Beçika’da neredeyse tüm İtalyan lokantalarının sahşiplerinin ve çalışlanlarının hatta yemeklerinin Türk olduğunu fark ettiğimde sordum “neden Italyan da Türk lokantası değil?” diye. Cevap “abla şimdi Türk lokantası olsa bunlar gelmez biliyon mu?”

Amerika’da bir süre bulunmuş eski bir personelim de orada çalışırken icat ettiği ve çok satılan bir kurabiyeden övünçle bahsederdi. Kurabiyenin adı ne dersiniz! “Rum kurabiyesi”! Niye? Çünkü Amerikalılar Rum yemeklerini seviyorlarmış, Türk derse o kadar ilgi olmazmış.

Burada da kısıra “kuskus” dediklerini görünce çıldırmıştım. “Abla bulguru kuskus diye biliyorlar burada”. Ne alakası var! Bir kere kuskus irmikten yapılır. Kuskus diyeceğine niye onlara bulguru öğretmiyorsun?
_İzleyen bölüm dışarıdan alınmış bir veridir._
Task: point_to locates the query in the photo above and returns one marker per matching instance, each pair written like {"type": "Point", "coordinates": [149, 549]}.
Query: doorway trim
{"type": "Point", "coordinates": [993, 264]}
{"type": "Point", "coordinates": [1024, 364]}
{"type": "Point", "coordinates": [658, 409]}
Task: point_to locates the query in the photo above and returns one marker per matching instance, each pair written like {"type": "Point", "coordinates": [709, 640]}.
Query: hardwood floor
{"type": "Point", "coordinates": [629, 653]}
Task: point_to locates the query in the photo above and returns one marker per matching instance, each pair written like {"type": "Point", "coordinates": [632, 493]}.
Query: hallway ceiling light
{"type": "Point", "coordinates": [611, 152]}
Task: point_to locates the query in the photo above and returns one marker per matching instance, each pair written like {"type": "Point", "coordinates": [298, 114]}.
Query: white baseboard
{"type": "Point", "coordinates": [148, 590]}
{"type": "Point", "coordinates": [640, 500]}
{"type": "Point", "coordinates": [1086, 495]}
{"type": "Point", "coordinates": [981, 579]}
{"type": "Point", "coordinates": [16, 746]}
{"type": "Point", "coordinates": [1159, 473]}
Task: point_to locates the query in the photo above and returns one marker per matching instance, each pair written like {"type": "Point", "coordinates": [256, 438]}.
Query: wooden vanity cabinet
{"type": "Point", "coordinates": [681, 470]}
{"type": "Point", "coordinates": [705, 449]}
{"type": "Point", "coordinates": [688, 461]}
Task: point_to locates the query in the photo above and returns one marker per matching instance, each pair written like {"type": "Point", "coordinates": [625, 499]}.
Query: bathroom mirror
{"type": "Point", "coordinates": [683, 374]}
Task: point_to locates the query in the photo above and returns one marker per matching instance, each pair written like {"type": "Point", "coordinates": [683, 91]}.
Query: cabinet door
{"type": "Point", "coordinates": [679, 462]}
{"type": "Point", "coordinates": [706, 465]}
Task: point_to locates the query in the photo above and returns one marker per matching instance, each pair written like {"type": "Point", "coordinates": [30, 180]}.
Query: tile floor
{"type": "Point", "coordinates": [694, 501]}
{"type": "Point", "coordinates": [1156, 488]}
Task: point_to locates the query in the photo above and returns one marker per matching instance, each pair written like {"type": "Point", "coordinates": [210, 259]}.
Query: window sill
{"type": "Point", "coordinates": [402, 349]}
İşte biz böyle kolay yolu seçmeye meyilli, kendini ve kültürünü tanıtmak için mücadele etmektense başkalarının izini takip etmeyi tercih eden bir milletiz. Rahatımız bozulmasın diye de hiç bir şeye itiraz etmeyiz. Allah muhafaza ya biri bize takarsa... Kendi kültürünü kendisi bilmeyen ve kendini bile savunmaya korkan insanlar olarak damgalandık.

İşte en güzel örneği 3 yıldır koyun gibi uyutulan Ankara Antlaşması mağdurları. Hakkını aramaya kalkanlar, hukukun temsilcileri tarafından engellendi. “Aman kardeşim sakın kızdırma oradaki adamları vallahi takarlar sana”. İşte, topluma karışmazsan her yeri aynı sanırsın. Sanki müvekkilin görevidir Avrupa Birliği hukukuna göre bir vizenin en fazla 60 gün içinde olumlu veya olumsuz olarak cevaplanması gerektiğini bilmek. Tek korku vardır burada; mücadele etmek! Ondan sonra hakkını savunamayan bilmem kaçıncı sınıf insan vasfını alırız ve ona göre davranılırız.

Veya daha basitçesi, biz eşşek olduğumuz sürece sırtımıza semer vuran çok olur!